During the conversation, the subject turns to the Learned Man's rather unsuccessful writing career. The Learned Man values the good, the true, and the beautiful in the world, and writes about it often, but his writing seem to garner little to no interest with the public. The Shadow declares that the Learned Man is too much of an idealist, and his view of the world is flawed. The Shadow claims that he, unlike his master, understands the world, that he has seen it as truly is, and knows how evil some men really can be. They soon part ways once again.
The Shadow goes on to make itself quite wealthy, even as the Learned Man barely manages to survive. He eventually grows very ill, and so the Shadow proposes they travel to a health resort. The Shadow will fund the trip, on the condition that the Learned Man pretend to be its shadow instead of the other way around. Absurd as the suggestion sounds, the Learned Man ultimately agrees and they undertake the trip, with the Shadow as his master.
On the trip, the Shadow meets and woos a Princess. When the pair are about to be married, the Shadow asks the Learned Man to remain as its shadow permanently, in exchange for a good life with them. The Learned Man refuses and threatens to reveal the truth to the Princess. Thus, the Shadow has him arrested and ultimately executed, and goes on to live a happy life with the Princess.
If you came here for the cackling pulp character who knows what evil lurks in the hearts of men, you'll want The Shadow instead.
Tropes found in "The Shadow":
- Be Careful What You Wish For: The Learned Man jokingly asks his shadow to investigate Poetry's house for him. That careless request costs him his life.
- The Bad Guy Wins
- Blackmail: The Shadow implies that he won his fortunes through stalking, gaining knowledge of "dirty secrets". At the moment he started writing to people about those secrets, everyone suddenly became his friends, and gave him lots of wealth, just to shut him up.
- Casts No Shadow: The Shadow, ironically enough. The Learned Man as well, after it abandones him, although he eventually grows a new one.
- Crapsack World: The Shadow lampshades it, and openly exploits it. When he eventually gets control of a country... hoo boy.
- Dark Is Evil
- Downer Ending
- Dumb Is Good: Deconstructed. The naivete of the Learned Man and the Princess does nothing except make them easily manipulated.

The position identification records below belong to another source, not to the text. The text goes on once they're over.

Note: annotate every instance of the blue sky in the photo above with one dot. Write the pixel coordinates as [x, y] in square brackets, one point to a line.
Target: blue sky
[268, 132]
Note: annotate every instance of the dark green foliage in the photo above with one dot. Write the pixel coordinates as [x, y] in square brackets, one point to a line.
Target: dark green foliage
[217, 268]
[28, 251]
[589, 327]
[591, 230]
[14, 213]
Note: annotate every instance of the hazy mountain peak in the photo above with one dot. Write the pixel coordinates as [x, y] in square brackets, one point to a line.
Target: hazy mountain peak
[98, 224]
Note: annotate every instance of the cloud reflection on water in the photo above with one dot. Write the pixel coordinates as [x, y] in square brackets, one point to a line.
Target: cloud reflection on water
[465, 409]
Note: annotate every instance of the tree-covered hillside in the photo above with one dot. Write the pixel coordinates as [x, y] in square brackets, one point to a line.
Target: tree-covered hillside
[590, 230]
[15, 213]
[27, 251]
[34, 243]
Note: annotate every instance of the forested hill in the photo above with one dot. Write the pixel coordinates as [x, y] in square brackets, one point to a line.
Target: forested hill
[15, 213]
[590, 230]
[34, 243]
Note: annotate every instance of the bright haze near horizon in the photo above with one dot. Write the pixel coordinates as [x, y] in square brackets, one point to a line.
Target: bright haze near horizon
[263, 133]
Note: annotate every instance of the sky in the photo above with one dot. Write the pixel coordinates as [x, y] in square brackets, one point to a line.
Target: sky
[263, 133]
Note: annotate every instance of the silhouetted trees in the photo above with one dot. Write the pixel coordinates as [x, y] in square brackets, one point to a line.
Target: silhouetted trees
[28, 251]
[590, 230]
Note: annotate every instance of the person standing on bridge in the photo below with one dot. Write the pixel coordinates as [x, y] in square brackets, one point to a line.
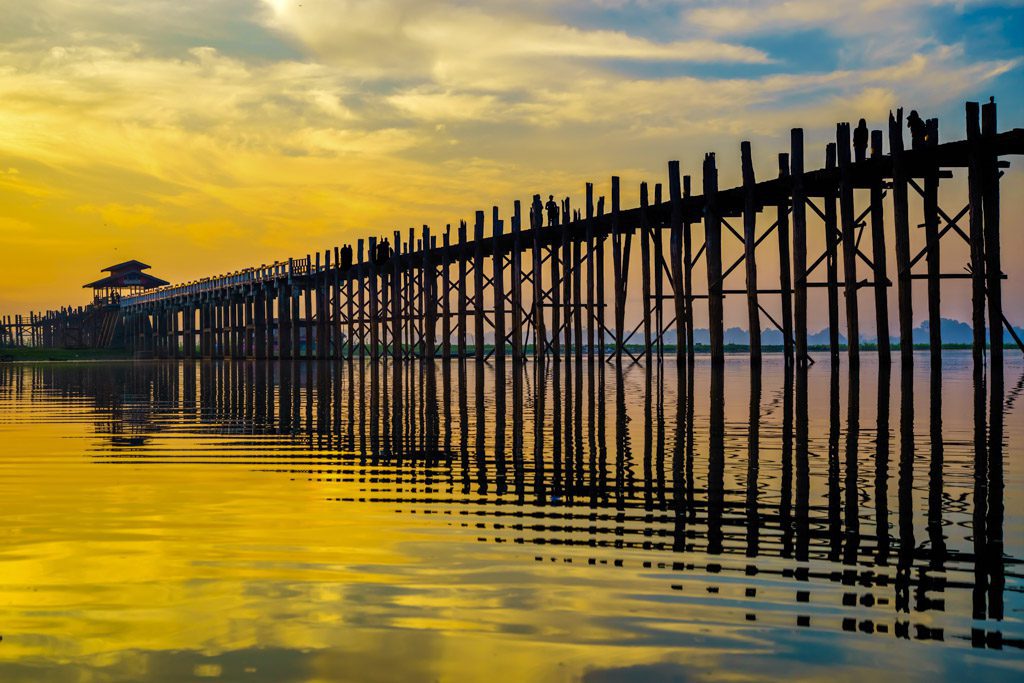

- Everything's Better with Princesses: Subverted. The arrival of the Princess makes things worse.
- Foreshadowing: When the Shadow seeks out the Learned Man and greets him for the first time, it tells him that it wished to see his former master before he dies. "You will die, of course..."
- He Knows Too Much: The Shadow has its former master killed because of this.
- Humanoid Abomination: The Shadow is not entirely human, and the Princess calls it out on this at once. It has the knack of stalking in a manner of which no ordinary human is capable.
- Karma Houdini
- Living Shadow
- Manipulative Bastard: The Shadow, of course.
- The Muse: The beautiful girl on the other side of the street. The Shadow states that she is poetry incarnate, but could not go near her, because she was bathed in light. Shame that the Learned Man never got to meet her himself.
- Shadow Archetype: Guess. Who.
- Silly Rabbit, Idealism Is for Kids!: The Shadow's opinion.
- Spared by the Adaptation: In Evgeny Schwartz's play, the Learned Man is resurrected.
- Take Our Word for It: The Shadow never exactly tells what he saw in Poetry's house. He just convinces the Learned Man that he saw and learned what was to be learned. But he clearly bluffs.
- Take That!: The novel is a dark sarcasm on journalism vs. poetry, where the paparazzo clearly gets the upper hand over the truth-seeking philosopher, until the one effectively gains power and eliminates the other.
- Truth in Television: Good doesn't always win.